There is no doubt that dictators all over the world are carefully studying the feasibility of the Egyptian playbook. In the past, these regimes crush people-power protests either by acting ruthlessly before a protest becomes sequential, or by massacring marchers if the response comes late. What demonstrators in Cairo are encountering is a different scenario. Caught by surprise, the regime was not ready for a swift and decisive crackdown at the first stages of the protest. It took at least five days before it regrouped. By that time, the protests had already snowballed. But instead of a Hungary 1957 or a Tiananmen, what we are seeing as a response is a mixture of facade concession, diversionary propaganda and chaos to divide the protesters, and heart-wrenching mob attacks to scare them. If indeed this well-crafted strategy works, Mubarak will go down in history as revolutionising regime responses to popular protests. When army officers dither or opportunists contemplate jumping ship in the face of street action, dictators will flag the Egyptian experience to convince them that even late reactions can be successful without pyrrhic costs. Outlast them, beat them.
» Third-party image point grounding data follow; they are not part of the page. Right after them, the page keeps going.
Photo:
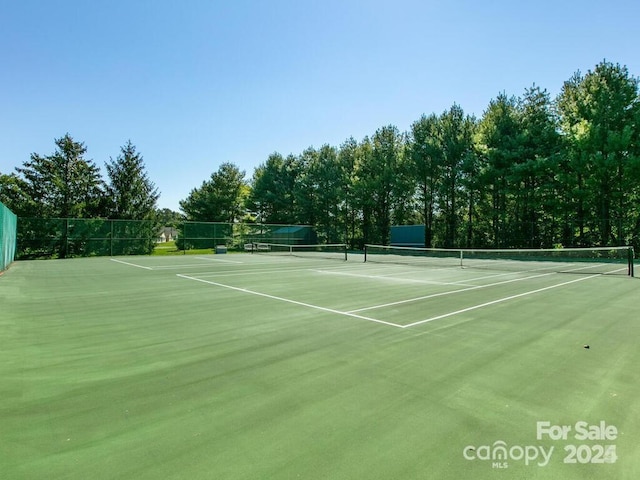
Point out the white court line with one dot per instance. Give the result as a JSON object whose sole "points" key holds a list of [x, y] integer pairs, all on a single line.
{"points": [[130, 264], [287, 300], [389, 277], [235, 273], [217, 260], [500, 300], [450, 292]]}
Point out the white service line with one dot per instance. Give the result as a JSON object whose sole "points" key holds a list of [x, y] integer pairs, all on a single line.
{"points": [[130, 264], [287, 300], [389, 277], [217, 260], [500, 300], [450, 292]]}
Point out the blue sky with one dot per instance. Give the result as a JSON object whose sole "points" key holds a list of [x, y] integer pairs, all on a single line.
{"points": [[196, 83]]}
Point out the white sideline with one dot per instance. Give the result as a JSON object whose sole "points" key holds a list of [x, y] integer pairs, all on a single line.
{"points": [[500, 300], [287, 300], [450, 292], [130, 264]]}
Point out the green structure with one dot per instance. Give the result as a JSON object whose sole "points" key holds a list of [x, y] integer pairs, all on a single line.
{"points": [[8, 228]]}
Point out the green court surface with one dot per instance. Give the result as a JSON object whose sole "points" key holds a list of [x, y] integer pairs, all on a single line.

If Mubarak’s strategy fails, pro-democracy activists in many dictatorships will be emboldened. When history books are written, they will say that this was a regime that refused to give up without a fight; that it used a devilishly brilliant plan to fight protesters; that had it not been for the extraordinary hardiness of the protesters, the regime would have won — yes, it came close to winning. This was, the books would conclude, a somewhat different scenario from an almost identical revolt in nearby Tunisia, where its dictator fled the country a day after the protests engulfed the capital city. This does not mean that dictators would not resort to the classic methods, but the risks and problems of those methods in a world of amplifying social media would remain. Mubarak had tried to sidestep them without success. The stage is therefore set for a fight between protesters who are inspired by the victory of popular uprisings in North Africa, and regimes that have limited response strategies.

The Obama administration, having framed the Egyptian uprising only in the context of Middle-East politics, seems unable to recognise the significance of a victory for the popular uprising in the Arab world’s most populous and influential nation to pro-democracy activists worldwide. It is not late for that. Many brave demonstrators are still out in the streets fighting the regime. Today, thousands more will join them in another round of protests. America’s words and particularly its actions can swing back the momentum to the protesters. President Obama, this is a moment for audacity, not fear!

Abiye Teklemariam is a research fellow at the department of politics, Oxford University. His research focuses on social media and democracy in authoritarian African countries.